Gosto de pensar na elegância e na discrição quase aristocráticas com que os livros esperam a sua vez. Passam anos sucessivos ali espremidos sem um único gemido ou sussurro, aguardando o momento em que serão – ou não – devassados pela leitura. Gosto de pensar, também, nos caminhos tortuosos que fazem um livro ir parar nas nossas mãos.

No último domingo, trouxe para casa um velho exemplar de O Emblema Rubro da Coragem, de Stephen Crane. Estava exposto no calçadão da orla do Rio Vermelho e o comprei mais no intuito de dar uma força ao livreiro.

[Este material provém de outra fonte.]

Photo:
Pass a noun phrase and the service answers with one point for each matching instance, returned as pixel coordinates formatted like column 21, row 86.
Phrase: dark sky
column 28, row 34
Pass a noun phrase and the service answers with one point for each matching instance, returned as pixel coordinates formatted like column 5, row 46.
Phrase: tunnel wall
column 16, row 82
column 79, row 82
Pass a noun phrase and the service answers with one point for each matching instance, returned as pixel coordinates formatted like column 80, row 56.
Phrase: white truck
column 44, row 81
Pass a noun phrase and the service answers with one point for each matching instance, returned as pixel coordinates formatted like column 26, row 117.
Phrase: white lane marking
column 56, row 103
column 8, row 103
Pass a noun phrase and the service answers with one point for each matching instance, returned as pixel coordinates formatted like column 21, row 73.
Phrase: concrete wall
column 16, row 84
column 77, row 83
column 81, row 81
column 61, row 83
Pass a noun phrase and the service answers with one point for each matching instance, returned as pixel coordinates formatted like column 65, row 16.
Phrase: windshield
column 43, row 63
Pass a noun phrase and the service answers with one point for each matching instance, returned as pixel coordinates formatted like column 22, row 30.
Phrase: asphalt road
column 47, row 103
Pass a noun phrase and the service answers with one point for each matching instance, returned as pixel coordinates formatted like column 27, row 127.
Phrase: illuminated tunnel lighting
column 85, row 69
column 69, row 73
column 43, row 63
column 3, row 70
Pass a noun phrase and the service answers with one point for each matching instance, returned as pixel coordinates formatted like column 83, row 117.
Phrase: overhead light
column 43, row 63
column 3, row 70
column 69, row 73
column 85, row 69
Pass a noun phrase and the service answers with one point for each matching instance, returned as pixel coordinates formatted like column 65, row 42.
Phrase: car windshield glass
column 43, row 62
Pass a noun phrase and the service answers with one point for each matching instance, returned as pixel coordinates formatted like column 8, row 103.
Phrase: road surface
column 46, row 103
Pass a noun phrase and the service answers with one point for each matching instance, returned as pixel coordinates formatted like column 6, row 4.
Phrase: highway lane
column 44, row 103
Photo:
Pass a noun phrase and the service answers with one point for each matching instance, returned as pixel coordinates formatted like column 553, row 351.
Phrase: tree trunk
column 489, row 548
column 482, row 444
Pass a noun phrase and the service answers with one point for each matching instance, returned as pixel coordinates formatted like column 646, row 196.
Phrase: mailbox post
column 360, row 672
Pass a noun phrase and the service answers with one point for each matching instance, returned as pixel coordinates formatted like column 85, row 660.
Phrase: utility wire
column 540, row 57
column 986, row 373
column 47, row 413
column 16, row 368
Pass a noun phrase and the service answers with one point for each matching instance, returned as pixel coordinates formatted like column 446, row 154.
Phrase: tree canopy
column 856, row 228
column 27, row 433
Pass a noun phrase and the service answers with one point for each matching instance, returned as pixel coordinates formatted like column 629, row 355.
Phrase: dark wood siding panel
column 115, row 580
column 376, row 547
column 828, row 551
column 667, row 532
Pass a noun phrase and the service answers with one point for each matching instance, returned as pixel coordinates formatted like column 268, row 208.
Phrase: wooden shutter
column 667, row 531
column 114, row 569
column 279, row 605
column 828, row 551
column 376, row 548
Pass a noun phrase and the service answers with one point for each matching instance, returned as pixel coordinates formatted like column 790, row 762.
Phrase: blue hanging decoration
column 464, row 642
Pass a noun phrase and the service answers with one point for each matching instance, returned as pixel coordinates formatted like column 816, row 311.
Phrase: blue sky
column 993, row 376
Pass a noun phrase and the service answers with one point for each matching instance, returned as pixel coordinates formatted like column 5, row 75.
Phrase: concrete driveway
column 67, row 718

Seu nome é Aurélio, bom sujeito que aprecia literatura e vende alguns achados por preços módicos. Já havia comprado em suas mãos um livro de Ruy Castro, que até virou tema de uma crônica há alguns meses, por conta da dedicatória que havia nele.

Aurélio me faz lembrar de Pedro, outro vendedor de livros das ruas, que conheci em São Paulo na minha juventude, quando morei lá. Foi Pedro quem conseguiu para mim os exemplares então raríssimos de Os Subterrâneos, de Jack Kerouac, e Factótum, de Charles Bukowski (deste último ele obteve dois: o outro foi para um amigo que também era louco pelo autor). Li esses livros avidamente, vibrando em silêncio a cada frase, cada capítulo vencido. Hoje são facilmente encontrados até em postos de combustível, em edições de bolso novinhas.

O tempo passou e Kerouac e Bukowski são hoje um retrato na parede – literalmente: pôsteres de ambos integram, num canto da minha biblioteca, a galeria de ídolos literários que cultivei ao longo das décadas (os outros são Hemingway, Fitzgerald, García Márquez e Philip Roth). Talvez a palavra “ídolo” não mais defina o que significam para mim. Seria mais uma espécie de afeto e gratidão. Cheguei a pensar em trocar a foto de um deles pela de Jorge Luis Borges, que atualmente ocupa um latifúndio no lado esquerdo do meu peito. Mas creio que devemos sempre prestar tributo a quem nos fez bem no passado.